She writes it off as useless almost as soon as it enters her mind. It's not a practical thought, not something she can solve, or even has the initiative to think too hard on.
As always, there are other things to be done. With the cannibals gone and the group having cleared more buildings than she was able to by herself, she can go back and scavenge what they missed.
A pair of nut colored eyes catch hers from the doorframe, a bald head peaking around the gleaming makeshift spikes dug into the dirt. She pauses just long enough to meet them steadily, unjudging and unchanged.
Father Gabriel remains inside his church, and Maly moves on.
She cannot spare much thought for the preacher. Cannot afford such a division of attention, not when she is going into a more urbanized area. Even a small town is dangerous, as everything always is when the dead roam the earth, as it was even before then.
The sounds of people continue on behind her, and she leaves them as easily as she did before. Still there is a lingering uncertainty about why she sought them in the first place, following an unknown feeling that is hard to place and harder to understand. Not something that she was ever taught, or something that can be learned. Deeper than that, a hazy thing written into her.
Instinct, maybe.
Dirt turns to gravel turns to grass and leaves, and Maly lets everything fade but awareness of the world around her. Her breaths are quiet draws of air, her feet machine like as they move, the pack heavy and solid on her back. She tastes the lean musk of charred snake meat on the back of her teeth and feels the heavy heat of the sun on her back.

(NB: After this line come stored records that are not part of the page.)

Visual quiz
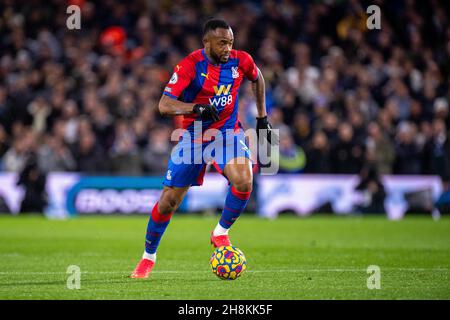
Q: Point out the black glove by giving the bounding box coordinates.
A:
[193,104,219,121]
[256,116,277,144]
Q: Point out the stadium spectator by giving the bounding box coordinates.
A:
[305,131,331,173]
[423,119,450,185]
[0,0,450,177]
[274,129,306,173]
[394,122,421,174]
[354,165,386,214]
[331,122,364,174]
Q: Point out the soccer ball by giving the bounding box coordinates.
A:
[209,246,247,280]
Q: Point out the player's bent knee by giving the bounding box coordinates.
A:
[158,194,180,214]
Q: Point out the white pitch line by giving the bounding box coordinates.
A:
[0,268,450,275]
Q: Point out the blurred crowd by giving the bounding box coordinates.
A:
[0,0,450,181]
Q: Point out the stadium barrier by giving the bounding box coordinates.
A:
[0,173,443,219]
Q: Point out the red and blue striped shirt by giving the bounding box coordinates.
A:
[164,49,258,131]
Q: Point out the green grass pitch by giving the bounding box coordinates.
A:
[0,214,450,300]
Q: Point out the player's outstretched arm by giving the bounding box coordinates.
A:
[252,69,267,118]
[252,69,278,143]
[158,95,195,116]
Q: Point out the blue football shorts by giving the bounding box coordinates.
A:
[163,129,250,187]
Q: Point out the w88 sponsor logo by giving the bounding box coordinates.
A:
[209,94,233,107]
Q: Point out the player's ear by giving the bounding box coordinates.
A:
[202,34,209,48]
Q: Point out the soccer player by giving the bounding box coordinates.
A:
[131,19,271,278]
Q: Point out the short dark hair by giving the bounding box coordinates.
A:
[203,18,230,36]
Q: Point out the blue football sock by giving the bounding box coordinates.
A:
[219,186,251,229]
[145,202,172,254]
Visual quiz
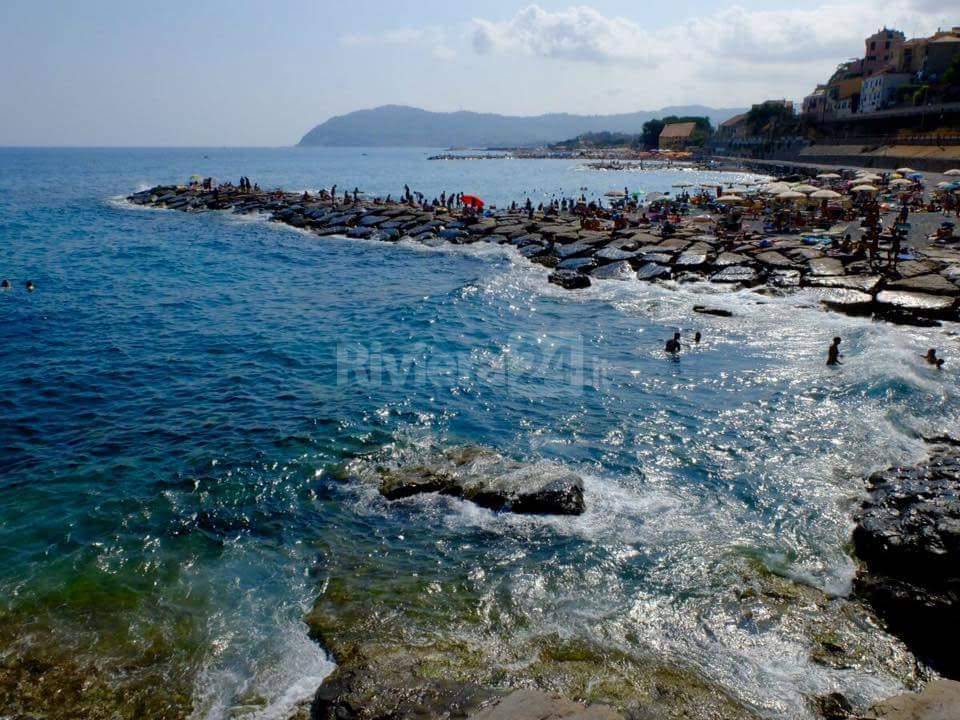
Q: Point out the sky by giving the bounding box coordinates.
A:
[0,0,960,147]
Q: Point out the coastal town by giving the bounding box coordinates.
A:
[9,8,960,720]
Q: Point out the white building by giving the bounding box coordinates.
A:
[860,70,913,113]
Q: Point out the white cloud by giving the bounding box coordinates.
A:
[472,0,955,68]
[473,5,667,66]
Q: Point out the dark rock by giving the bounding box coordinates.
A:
[637,262,670,280]
[710,265,758,285]
[557,258,597,273]
[693,305,733,317]
[380,448,584,515]
[590,260,637,280]
[593,247,637,265]
[517,245,547,258]
[877,290,956,316]
[813,693,853,720]
[547,270,590,290]
[853,447,960,677]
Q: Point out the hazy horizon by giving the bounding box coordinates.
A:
[0,0,960,148]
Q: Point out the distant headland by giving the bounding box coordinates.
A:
[298,105,746,148]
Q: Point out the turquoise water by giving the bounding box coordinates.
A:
[0,149,960,718]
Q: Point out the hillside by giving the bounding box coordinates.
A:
[299,105,745,147]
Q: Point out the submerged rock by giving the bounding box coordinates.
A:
[547,270,590,290]
[380,447,584,515]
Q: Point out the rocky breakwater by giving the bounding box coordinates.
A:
[853,439,960,680]
[128,186,960,324]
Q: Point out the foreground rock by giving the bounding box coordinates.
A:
[380,447,584,515]
[469,690,623,720]
[853,443,960,680]
[867,680,960,720]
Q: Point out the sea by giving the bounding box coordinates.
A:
[0,148,960,720]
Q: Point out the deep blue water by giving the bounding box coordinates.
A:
[0,149,960,718]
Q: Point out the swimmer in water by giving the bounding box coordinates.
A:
[827,337,843,365]
[663,333,680,355]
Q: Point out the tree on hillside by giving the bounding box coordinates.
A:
[641,119,666,150]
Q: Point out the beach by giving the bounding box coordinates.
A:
[0,149,960,720]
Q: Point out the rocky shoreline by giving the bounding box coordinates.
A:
[853,438,960,680]
[127,186,960,325]
[122,187,960,720]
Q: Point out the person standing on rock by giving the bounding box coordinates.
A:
[827,337,843,365]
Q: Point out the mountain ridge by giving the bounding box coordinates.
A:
[298,105,746,147]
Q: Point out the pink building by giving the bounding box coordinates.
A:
[863,28,906,77]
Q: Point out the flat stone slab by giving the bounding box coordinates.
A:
[590,260,637,280]
[756,250,794,268]
[713,252,750,267]
[807,275,881,292]
[897,260,940,278]
[877,290,956,313]
[807,257,843,275]
[710,265,757,283]
[557,258,597,272]
[867,680,960,720]
[637,263,670,280]
[467,690,623,720]
[890,273,960,296]
[379,448,589,515]
[556,242,594,260]
[820,288,873,312]
[674,250,708,268]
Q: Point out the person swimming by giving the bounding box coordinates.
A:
[663,333,680,355]
[827,337,843,365]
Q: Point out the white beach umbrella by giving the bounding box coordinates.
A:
[760,183,790,195]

A bully mix with a short snout and wiry hair pads to her left, panting in the heat, and behind it some terrier creature skitters after a grasshopper. Somewhere ahead, Meatsack slinks along as a scout, head low and ears pricked as it picks its way forward.
A breeze picks up, and as always, she smells the town before she sees it. A musk like mildew and rot, faint but definitely there. The first outlying building crops up, derelict and long since picked over by her.
Still, Maly treats it like it houses something, going the long way around to avoid any windows that might catch her. She does not know what could be hidden within, or who. Best, she knows, to be careful.
Half a mile past that, she hears her first groan. It's a weak, pitiful thing, more rasping sigh than beleaguered moan. She sees it in the distance, half withered away by time and decay. Its sex is indeterminable in this state, ribs jutting out past its sternum, poking into open air like reaching fingers. Its hungry mouth gapes at her, lips shrunken back and hair half missing from its head.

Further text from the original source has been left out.